My gaps were at .055ish. The gaps of the new densos were right on the .043

is that a big deal????? i have just under 30k miles

Also, I noticed the sticker on the drivers side of the engine saying that it needed long reach plugs. that was the side with the NGKs which are indeed a tiny bit longer (maybe one thread length). Maybe that's why they have two different brands? seems ridiculous that they'd use a different brand for another millimeter.

THANKS Dante's Taco for making this super easy for me.
 
#35 · (Edited)
Did this for the first time. Like most others, the NGKs on the driver's side were worn a bit more than the Densos on the passenger side. Mine needed it badly; at 30500 miles is was already misfiring over 4500 rpm. The NGK from driver's side rear was very eroded and really wide.

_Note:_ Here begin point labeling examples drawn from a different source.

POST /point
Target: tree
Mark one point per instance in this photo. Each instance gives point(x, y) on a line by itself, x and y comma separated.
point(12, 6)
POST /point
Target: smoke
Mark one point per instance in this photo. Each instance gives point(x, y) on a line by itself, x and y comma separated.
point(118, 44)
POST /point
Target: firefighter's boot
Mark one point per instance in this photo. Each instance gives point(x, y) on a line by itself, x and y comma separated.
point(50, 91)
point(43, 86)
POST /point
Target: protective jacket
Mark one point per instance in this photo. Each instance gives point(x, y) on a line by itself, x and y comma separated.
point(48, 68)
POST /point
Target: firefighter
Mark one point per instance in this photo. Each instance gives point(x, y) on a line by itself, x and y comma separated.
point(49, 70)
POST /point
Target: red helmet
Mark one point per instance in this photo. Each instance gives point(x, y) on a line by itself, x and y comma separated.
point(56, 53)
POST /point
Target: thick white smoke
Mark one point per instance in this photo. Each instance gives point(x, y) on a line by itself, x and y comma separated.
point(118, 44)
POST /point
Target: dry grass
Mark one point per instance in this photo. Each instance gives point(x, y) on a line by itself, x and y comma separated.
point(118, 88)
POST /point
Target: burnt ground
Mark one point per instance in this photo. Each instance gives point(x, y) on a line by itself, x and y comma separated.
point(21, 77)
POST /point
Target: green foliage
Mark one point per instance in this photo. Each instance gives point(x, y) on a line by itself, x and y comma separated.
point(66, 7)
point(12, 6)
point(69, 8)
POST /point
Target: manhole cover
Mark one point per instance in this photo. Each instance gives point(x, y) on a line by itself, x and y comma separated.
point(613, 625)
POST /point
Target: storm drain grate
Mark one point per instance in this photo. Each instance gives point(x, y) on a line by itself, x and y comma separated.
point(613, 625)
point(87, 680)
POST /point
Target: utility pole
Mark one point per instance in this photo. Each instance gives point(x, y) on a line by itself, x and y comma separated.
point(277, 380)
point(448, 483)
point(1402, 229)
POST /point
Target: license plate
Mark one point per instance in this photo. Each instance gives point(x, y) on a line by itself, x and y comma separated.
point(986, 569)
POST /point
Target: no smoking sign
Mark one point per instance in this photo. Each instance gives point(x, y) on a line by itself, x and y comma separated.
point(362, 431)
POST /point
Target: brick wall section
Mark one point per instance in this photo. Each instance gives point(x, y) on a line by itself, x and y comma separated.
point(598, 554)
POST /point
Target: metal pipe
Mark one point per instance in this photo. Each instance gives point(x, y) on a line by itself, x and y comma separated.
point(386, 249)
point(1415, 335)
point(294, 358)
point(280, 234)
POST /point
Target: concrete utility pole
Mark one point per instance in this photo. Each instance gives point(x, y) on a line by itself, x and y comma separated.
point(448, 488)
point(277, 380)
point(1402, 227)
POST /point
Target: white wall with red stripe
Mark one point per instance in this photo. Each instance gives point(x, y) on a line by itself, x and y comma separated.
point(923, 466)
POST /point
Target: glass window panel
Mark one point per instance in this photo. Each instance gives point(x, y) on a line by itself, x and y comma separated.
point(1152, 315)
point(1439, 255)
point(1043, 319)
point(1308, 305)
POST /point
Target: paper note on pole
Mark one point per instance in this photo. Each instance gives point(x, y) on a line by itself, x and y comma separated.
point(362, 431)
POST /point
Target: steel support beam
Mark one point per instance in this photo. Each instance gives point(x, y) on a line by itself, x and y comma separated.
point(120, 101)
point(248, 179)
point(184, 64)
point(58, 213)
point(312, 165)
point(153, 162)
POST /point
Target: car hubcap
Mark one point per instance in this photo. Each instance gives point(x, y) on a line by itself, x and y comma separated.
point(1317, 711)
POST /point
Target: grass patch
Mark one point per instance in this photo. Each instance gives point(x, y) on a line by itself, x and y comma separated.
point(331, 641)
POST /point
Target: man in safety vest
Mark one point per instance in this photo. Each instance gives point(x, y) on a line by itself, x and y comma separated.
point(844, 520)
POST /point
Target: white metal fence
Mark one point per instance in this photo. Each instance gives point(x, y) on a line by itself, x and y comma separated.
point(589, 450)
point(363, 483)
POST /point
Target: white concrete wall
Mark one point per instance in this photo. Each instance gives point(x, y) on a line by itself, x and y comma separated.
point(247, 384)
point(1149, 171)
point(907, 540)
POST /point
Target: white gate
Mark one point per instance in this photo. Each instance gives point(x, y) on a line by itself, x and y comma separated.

My gapper doesn't go that big, it looks between .070 and .080, maybe more. The other two NGKs were about .055.

On a manual transmission model, the clutch hardline is bolted to - and loops around - that big bracket that's removed on the driver's side. It is a royal PAIN to get that off the clutch line, but some careful twisting and it'll slide out. Because of this clutch line, you'll need at least two 6" extensions (and another 3" helps) to torque down the plugs. Otherwise you get to tighten about 1/8th turn at a time if you're lucky.

Other hint, don't drop any sockets. I dropped a 10mm down the driver's side and believe me the FIRST place it will go is into that big 2" hole in the cross member that goes under the diff, or into one of the smaller ones beyond. Thankfully it's open enough to fish it out.

I did the same thing I did to my Hondas that had a spec of 1.0-1.1mm gap. All new plugs gapped at 1.0mm (.040") per Toyota FSM. Truck likes it so far. That way when it starts to erode them away they have the entire service spec to go through.